Я с удовольствием уселся на лавку. Идти домой было лень. Хотелось говорить, шуметь, шутить...

- "Эх, луна, луна моя, от любви сгораю я! Пожалей хоть ты меня-а-а!" затянул я песню.

- Замолчи, сумасшедший, не буди людейГ Сегодня знаешь что здесь творилось? Цирк, настоящий цирк!

- Какой цирк? Ты о чем, дядя Рубен?

- Ва-а-а, не слышал? У Девдариани, на втором этаже, недавно обэхээс конфискацию сделал, это знаешь? Ну вот, сегодня пришли, значит, забирать вещи! Жена Девдариани, Маро, как завопит! "Это, говорит, грабеж! Где, говорит, справедливость! Вещи, говорит, мои, муж, говорит, даже копейки домой не приносил!". Да, И просит, значит, соседей подтвердить, что вещи на самом деле принадлежат ей. Ну, соседи, известное дело: кто с ней в ладах - сказали "да", кто с ней в ссоре - сказали "нет"!
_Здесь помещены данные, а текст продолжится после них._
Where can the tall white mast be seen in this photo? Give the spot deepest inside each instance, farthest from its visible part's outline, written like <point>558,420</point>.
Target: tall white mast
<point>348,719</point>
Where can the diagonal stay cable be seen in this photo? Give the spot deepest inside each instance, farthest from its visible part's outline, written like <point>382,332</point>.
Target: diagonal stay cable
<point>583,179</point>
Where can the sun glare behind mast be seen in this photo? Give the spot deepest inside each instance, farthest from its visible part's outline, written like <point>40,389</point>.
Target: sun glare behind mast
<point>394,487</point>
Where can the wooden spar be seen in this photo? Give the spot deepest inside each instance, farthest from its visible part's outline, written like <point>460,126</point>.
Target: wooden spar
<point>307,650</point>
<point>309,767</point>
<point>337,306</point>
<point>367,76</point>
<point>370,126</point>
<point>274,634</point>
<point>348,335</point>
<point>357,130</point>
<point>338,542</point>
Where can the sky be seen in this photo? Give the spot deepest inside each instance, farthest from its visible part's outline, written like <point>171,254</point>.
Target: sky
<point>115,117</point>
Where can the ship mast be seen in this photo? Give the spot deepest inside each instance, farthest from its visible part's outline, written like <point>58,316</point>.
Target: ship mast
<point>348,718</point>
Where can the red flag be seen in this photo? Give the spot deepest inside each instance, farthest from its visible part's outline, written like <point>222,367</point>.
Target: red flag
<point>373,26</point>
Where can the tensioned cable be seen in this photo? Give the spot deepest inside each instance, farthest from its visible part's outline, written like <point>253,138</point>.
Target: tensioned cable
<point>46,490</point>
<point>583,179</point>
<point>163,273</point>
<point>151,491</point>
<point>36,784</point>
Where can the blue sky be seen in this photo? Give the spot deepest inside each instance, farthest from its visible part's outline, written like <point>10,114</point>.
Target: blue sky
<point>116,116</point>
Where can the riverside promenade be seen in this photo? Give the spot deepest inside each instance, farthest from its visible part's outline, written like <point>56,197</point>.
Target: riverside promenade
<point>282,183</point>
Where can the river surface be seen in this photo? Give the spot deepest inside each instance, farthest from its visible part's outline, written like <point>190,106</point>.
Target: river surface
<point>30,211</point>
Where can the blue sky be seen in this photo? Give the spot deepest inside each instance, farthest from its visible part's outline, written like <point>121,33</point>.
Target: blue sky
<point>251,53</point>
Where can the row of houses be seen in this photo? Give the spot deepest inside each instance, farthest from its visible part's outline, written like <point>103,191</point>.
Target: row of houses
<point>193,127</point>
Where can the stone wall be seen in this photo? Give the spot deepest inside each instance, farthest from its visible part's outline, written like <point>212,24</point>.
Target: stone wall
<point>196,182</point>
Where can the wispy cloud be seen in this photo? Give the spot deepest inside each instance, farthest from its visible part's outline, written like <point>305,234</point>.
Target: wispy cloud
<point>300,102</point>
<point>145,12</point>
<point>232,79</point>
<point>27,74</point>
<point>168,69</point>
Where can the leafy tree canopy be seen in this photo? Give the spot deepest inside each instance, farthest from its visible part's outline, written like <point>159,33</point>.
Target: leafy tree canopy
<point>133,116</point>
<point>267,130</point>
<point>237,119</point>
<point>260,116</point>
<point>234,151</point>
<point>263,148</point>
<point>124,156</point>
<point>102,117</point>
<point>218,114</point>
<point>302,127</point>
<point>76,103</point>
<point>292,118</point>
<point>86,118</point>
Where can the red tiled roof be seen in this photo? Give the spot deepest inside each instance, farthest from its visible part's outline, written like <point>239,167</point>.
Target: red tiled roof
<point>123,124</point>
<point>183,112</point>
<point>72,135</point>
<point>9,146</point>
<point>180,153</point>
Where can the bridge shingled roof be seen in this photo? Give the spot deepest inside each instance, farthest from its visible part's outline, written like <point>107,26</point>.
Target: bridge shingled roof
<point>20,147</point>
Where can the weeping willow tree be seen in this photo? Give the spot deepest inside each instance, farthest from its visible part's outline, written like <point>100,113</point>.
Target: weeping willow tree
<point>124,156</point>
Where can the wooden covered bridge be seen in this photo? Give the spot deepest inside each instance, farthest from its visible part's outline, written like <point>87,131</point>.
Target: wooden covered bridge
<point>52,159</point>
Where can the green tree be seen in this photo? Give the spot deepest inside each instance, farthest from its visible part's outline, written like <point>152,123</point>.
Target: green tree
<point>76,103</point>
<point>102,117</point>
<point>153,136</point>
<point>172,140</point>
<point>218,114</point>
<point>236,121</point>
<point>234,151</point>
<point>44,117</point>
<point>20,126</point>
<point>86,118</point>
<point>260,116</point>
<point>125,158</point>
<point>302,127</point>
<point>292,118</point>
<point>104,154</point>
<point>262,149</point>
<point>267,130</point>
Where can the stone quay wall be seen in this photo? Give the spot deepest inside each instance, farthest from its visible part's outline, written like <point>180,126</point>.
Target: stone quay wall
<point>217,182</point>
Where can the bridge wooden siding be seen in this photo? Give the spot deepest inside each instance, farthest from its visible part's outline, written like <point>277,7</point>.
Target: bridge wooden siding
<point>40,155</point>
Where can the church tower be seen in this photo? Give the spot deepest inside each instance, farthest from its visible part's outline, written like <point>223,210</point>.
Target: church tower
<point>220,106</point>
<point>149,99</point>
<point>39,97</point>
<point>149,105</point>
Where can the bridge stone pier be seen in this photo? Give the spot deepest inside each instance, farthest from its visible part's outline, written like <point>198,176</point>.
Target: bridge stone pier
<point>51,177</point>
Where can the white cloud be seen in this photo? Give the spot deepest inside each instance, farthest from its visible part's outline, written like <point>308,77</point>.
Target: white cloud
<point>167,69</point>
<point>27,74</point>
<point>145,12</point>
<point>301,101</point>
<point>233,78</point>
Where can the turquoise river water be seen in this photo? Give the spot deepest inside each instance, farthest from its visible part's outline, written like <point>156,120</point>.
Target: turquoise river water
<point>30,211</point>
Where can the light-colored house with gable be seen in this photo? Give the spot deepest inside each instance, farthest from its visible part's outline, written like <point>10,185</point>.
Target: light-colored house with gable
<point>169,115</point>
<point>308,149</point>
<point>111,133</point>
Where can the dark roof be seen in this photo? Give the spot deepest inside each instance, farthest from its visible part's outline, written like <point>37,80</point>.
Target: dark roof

А тетя Пело вконец все дело испортила: "Так вам, говорит, и надо, жулики!" Тут Маро как вцепится в нее и давай катать старушку по мостовой. Тетя Пело визжит, соседей в свидетели призывает: "Я, говорит, эту аферистку в тюрьме сгною, видели, говорит, как она меня била?!"

А соседи, которые с ней в ладах, говорят: "Видели", которые в ссоре: "Ничего не видели!" А одна - у нее в прошлом году кошка тети Пело цыпленка с плиты утащила - на весь двор: "Ты, говорит, посмотри-ка лучше за своей дочерью, четвертый аборт себе делает, шлюха!"